The ability of the state to protect us from personal violence is limited by resources and personnel shortages, [in addition to which] the state is usually unable to know that we need protection until it is too late. By the time that the police can be notified and then arrive at the scene, the violent criminal has ample opportunity to do serious harm. I once waited 20 minutes for the New York City Police to respond to an “officer needs assistance” call – which has their highest priority. On the other hand, a gun provides immediate protection. Even where the police are prompt and efficient, the gun is speedier. [Emphasis added.]

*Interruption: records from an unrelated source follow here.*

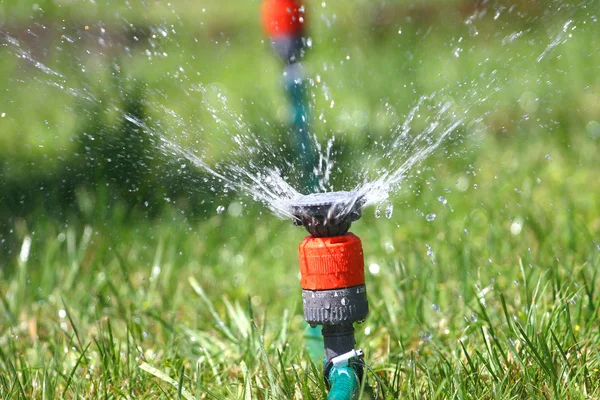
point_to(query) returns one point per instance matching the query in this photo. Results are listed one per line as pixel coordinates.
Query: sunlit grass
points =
(482, 284)
(494, 298)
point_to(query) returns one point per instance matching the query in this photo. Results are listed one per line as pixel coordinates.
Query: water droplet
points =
(374, 269)
(378, 212)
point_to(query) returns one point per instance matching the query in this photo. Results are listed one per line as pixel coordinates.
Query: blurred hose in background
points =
(284, 21)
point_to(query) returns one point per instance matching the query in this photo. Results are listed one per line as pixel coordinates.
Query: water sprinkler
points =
(284, 22)
(334, 294)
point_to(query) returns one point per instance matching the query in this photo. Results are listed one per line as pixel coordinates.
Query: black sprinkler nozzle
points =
(327, 214)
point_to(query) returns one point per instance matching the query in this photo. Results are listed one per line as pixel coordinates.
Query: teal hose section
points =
(314, 343)
(296, 90)
(344, 383)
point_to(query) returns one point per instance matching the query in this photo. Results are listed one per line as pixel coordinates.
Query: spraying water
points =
(451, 107)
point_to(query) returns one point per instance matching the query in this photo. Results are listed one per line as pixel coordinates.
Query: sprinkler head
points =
(327, 214)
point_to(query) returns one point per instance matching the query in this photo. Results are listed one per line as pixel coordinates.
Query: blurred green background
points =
(95, 218)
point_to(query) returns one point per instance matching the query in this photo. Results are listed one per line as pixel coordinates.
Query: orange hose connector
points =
(283, 17)
(331, 262)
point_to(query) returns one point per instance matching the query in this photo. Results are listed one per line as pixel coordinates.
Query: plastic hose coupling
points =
(333, 280)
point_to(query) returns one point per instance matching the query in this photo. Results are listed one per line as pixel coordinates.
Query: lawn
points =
(482, 283)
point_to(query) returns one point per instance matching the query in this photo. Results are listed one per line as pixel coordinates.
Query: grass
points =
(482, 284)
(497, 297)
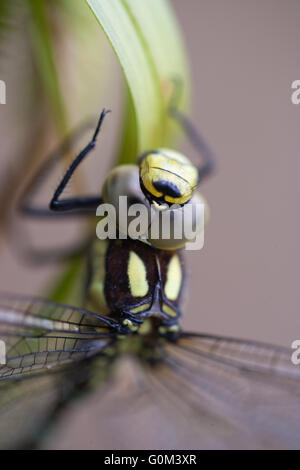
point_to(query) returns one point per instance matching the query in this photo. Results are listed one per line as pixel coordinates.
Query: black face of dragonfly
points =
(131, 281)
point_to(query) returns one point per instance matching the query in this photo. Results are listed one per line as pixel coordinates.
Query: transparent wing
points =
(47, 350)
(244, 393)
(199, 391)
(39, 334)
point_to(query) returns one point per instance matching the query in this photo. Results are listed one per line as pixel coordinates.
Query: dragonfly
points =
(202, 390)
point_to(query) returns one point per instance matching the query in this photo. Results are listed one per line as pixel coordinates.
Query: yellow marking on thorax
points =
(96, 295)
(174, 278)
(137, 275)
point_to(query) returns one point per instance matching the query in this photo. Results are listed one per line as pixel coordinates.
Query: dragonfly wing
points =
(38, 335)
(247, 392)
(200, 392)
(44, 343)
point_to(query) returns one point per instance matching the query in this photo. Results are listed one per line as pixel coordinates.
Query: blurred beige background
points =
(244, 56)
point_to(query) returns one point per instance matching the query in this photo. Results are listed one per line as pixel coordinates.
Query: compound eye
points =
(167, 188)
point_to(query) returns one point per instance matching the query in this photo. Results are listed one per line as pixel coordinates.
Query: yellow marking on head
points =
(169, 329)
(174, 278)
(137, 275)
(141, 308)
(170, 166)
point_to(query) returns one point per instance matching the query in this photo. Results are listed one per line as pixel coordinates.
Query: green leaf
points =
(146, 39)
(142, 34)
(42, 42)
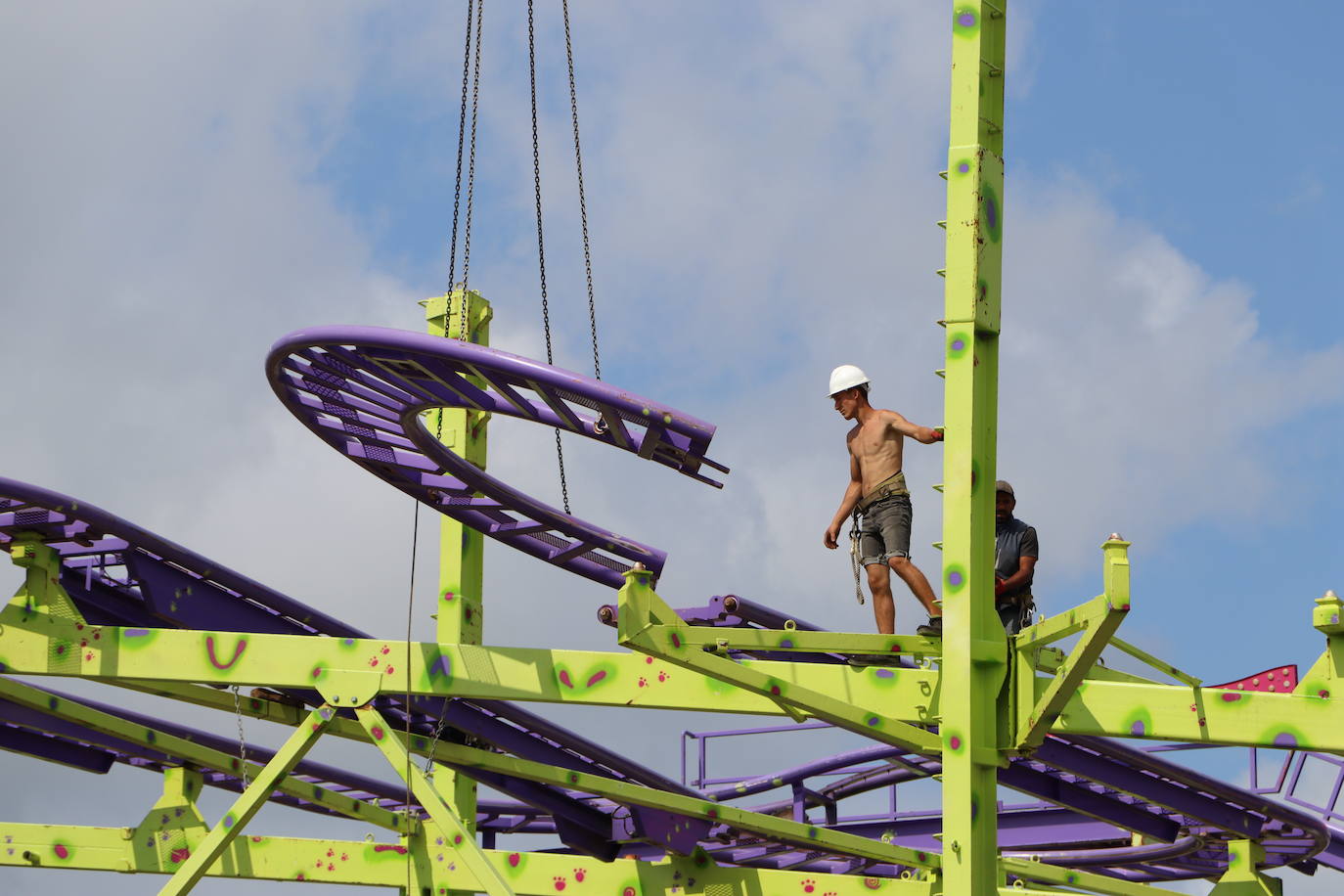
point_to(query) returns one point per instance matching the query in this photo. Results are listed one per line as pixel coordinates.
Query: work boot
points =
(933, 629)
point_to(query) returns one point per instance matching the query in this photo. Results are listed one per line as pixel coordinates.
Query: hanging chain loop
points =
(541, 240)
(243, 739)
(464, 324)
(578, 164)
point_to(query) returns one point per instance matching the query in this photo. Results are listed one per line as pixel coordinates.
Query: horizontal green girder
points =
(43, 645)
(1202, 715)
(197, 754)
(338, 861)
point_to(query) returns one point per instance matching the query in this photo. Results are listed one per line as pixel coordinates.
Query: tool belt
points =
(891, 486)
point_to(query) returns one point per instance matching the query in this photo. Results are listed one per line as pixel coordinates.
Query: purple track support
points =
(365, 391)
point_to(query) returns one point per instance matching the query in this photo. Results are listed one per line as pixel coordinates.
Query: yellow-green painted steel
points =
(247, 803)
(427, 792)
(974, 649)
(648, 625)
(460, 601)
(195, 754)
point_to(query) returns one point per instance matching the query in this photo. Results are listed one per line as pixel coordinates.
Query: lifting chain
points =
(541, 238)
(243, 739)
(578, 164)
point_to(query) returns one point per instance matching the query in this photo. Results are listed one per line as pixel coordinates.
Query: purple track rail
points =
(121, 574)
(365, 389)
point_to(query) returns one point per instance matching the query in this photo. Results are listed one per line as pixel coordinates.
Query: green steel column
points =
(460, 548)
(974, 657)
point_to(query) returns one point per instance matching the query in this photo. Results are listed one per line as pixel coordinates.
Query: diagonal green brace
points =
(248, 802)
(388, 741)
(1149, 659)
(1097, 633)
(194, 752)
(642, 628)
(1097, 619)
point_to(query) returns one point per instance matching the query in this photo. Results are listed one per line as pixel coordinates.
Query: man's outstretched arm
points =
(851, 497)
(923, 434)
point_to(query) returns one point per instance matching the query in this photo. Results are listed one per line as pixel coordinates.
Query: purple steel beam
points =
(158, 574)
(1142, 782)
(363, 389)
(82, 532)
(1113, 856)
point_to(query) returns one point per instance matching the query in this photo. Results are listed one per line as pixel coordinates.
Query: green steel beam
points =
(794, 641)
(363, 863)
(460, 607)
(1153, 662)
(388, 741)
(248, 802)
(254, 857)
(642, 628)
(1098, 621)
(974, 649)
(40, 591)
(194, 752)
(47, 647)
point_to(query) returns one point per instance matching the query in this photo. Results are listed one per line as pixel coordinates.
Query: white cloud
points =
(762, 187)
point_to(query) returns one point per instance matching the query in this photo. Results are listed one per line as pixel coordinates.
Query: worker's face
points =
(847, 403)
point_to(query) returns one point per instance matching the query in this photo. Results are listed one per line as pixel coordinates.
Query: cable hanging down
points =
(541, 237)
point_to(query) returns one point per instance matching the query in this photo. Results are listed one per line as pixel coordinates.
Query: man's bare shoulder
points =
(888, 417)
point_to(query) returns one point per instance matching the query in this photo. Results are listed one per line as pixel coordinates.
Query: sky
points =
(186, 183)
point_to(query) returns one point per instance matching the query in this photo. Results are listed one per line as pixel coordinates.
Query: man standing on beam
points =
(877, 493)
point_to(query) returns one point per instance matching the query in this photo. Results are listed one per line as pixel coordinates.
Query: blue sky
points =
(186, 184)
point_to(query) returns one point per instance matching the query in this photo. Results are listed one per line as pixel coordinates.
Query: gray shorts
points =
(884, 531)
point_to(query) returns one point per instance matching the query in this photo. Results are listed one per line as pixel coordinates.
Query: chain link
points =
(541, 240)
(243, 739)
(461, 135)
(578, 164)
(463, 328)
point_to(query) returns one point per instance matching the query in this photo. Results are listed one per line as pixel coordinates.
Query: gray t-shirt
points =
(1013, 540)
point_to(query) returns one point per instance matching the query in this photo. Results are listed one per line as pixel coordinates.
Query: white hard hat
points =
(845, 377)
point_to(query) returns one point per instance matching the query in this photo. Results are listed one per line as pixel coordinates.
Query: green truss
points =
(974, 698)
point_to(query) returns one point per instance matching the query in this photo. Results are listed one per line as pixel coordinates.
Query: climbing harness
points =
(891, 486)
(855, 535)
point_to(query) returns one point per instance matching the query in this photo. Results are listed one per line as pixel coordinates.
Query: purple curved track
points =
(363, 389)
(1096, 791)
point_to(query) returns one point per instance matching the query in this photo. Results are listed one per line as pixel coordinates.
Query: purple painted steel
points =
(96, 544)
(132, 576)
(363, 391)
(1113, 856)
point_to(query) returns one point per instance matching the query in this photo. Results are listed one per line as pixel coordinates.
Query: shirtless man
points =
(877, 489)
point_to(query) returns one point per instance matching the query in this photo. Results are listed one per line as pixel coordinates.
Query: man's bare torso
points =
(876, 446)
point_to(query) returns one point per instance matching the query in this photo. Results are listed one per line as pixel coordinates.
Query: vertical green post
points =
(974, 657)
(460, 548)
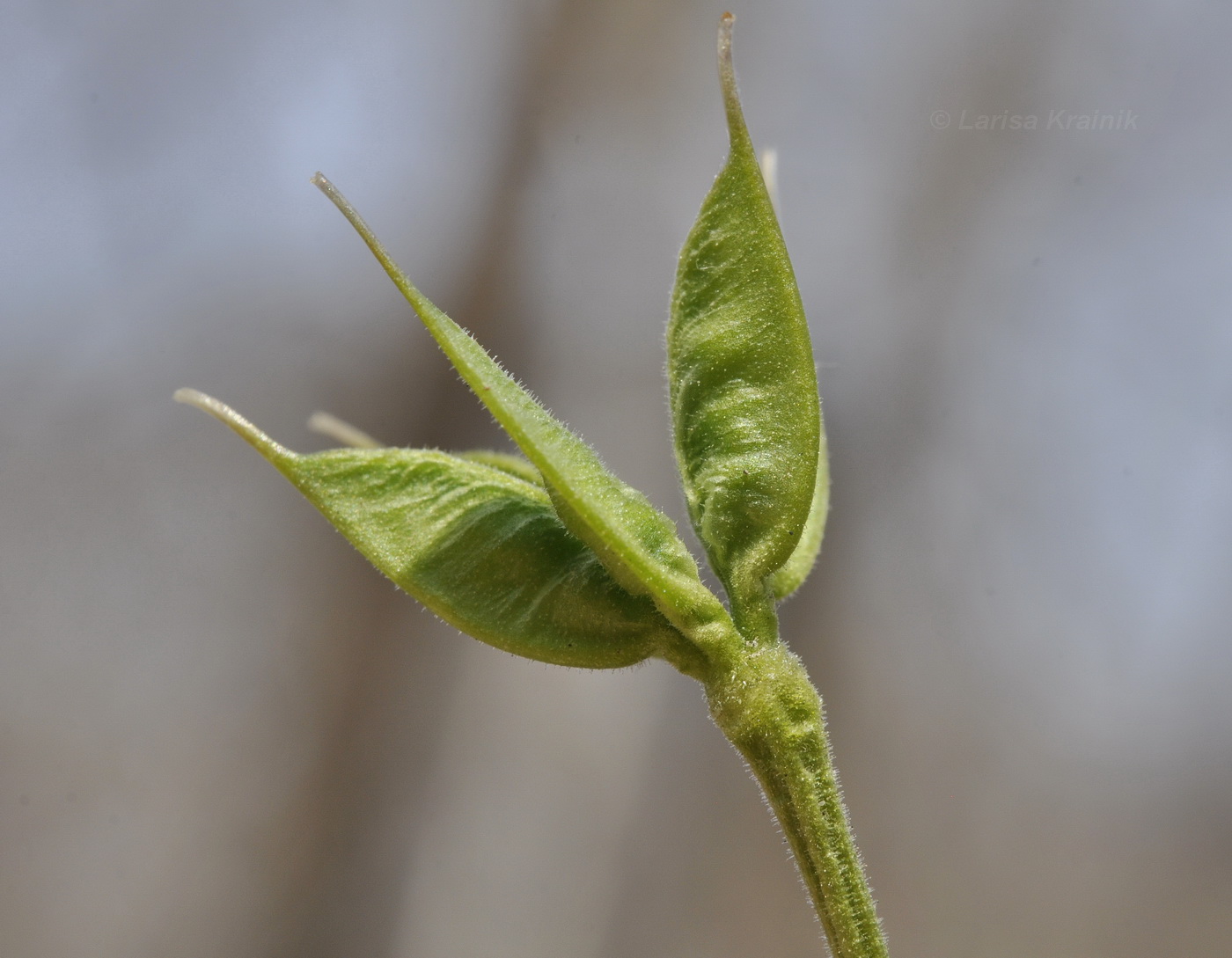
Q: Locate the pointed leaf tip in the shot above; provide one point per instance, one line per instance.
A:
(268, 449)
(742, 381)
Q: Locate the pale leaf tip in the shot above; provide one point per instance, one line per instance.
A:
(736, 127)
(339, 430)
(224, 413)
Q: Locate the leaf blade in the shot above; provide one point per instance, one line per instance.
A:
(478, 545)
(636, 542)
(742, 381)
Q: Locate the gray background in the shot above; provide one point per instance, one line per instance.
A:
(221, 733)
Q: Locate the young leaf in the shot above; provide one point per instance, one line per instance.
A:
(742, 384)
(478, 545)
(796, 570)
(636, 542)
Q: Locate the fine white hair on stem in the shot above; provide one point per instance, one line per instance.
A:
(329, 425)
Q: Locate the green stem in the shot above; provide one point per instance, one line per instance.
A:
(772, 713)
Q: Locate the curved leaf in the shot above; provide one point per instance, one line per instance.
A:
(636, 542)
(513, 464)
(478, 545)
(743, 388)
(796, 570)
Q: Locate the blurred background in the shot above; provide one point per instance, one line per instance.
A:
(222, 733)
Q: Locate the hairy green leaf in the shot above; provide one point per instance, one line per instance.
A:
(796, 570)
(636, 542)
(507, 464)
(743, 388)
(478, 545)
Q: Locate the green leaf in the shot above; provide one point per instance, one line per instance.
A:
(796, 570)
(478, 545)
(743, 388)
(507, 464)
(636, 542)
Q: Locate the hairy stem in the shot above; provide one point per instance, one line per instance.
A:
(772, 713)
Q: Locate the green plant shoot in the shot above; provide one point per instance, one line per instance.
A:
(554, 558)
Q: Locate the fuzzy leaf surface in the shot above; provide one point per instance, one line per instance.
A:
(794, 573)
(478, 545)
(742, 384)
(636, 542)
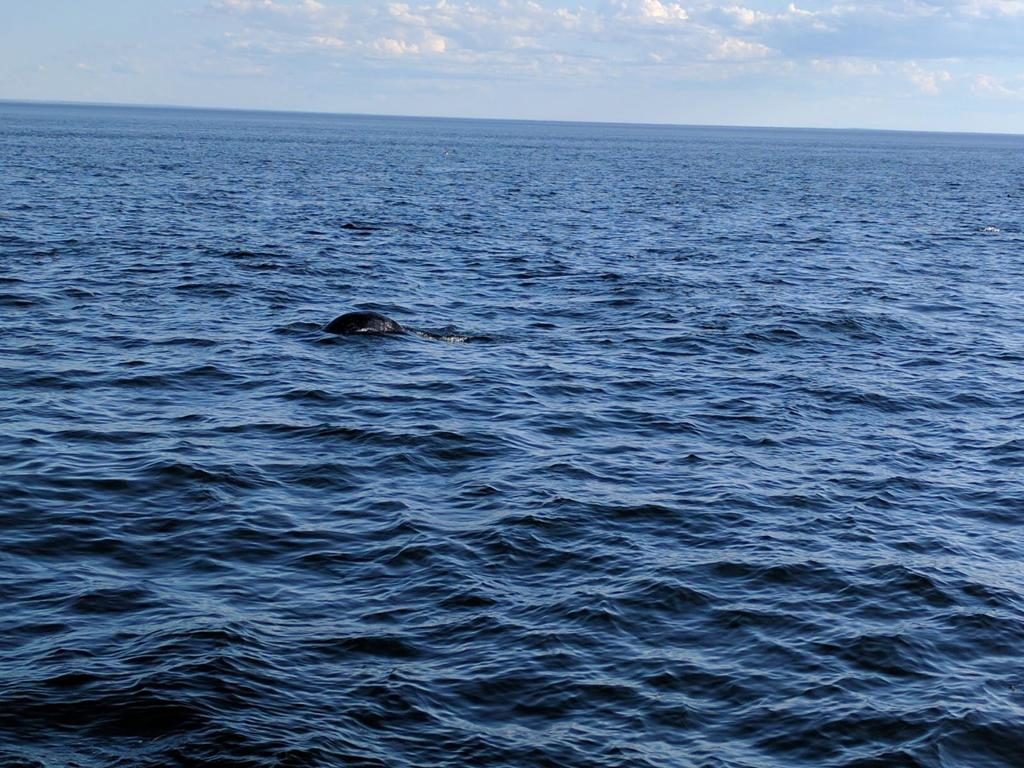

Don B. Kates is an attorney and former professor of constitutional law. He was active in the civil-rights movement in the 1960s and has generally liberal views on social topics. On the subject of violent criminals, however, he has no illusions and favors strict punishment. Mr. Kates is also a staunch defender of the Second Amendment. He is associated with the Independent Institute and can be contacted there.

Editor’s Note:

When seconds count, the police are just minutes away.
Clint Smith, firearms instructor

Reginald Denny was pulled from his truck at the start of the 1992 Los Angeles riot. He was punched, kicked, and hit on the head with a piece of concrete. He remains permanently brain damaged. This brings up four points:

(1) If Denny had a gun and shot one of the attackers, he might have escaped in his truck. But would he then have been arrested for shooting an “unarmed” person? Would he have been charged with a “civil-rights violation” by the feds?
(2) The attack was seen live on TV, yet police were unable or unwilling to come to his aid. What does this say about the ability of police to help us in a timely fashion?
(3) There is no essential difference between being hit on the head with concrete, like Denny, and having one’s head hit against concrete, like Zimmerman. Both can cause severe brain damage. Both justify a defense using lethal force if necessary.
(4) Getting hit on the head isn’t like the movies. You don’t put an ice bag on your head and go about your business. Sometimes you suffer permanent, disabling brain damage, like Reginald Denny and Bryan Stow. Sometimes you die.
Life isn’t like school. There are no scheduled exams. There are only snap quizzes. Sometimes we must make decisions under great stress. Then months later, we are second-guessed by lawyers, judges, and self-anointed pundits. Why did we do this? Why didn’t we do that? Hindsight is always so clear – and so safe. Sometimes we are blamed for defending ourselves from violent attack. Sometimes it seems that they would have preferred us to end up like Reginald Denny and Bryan Stow. It would have been less trouble for them.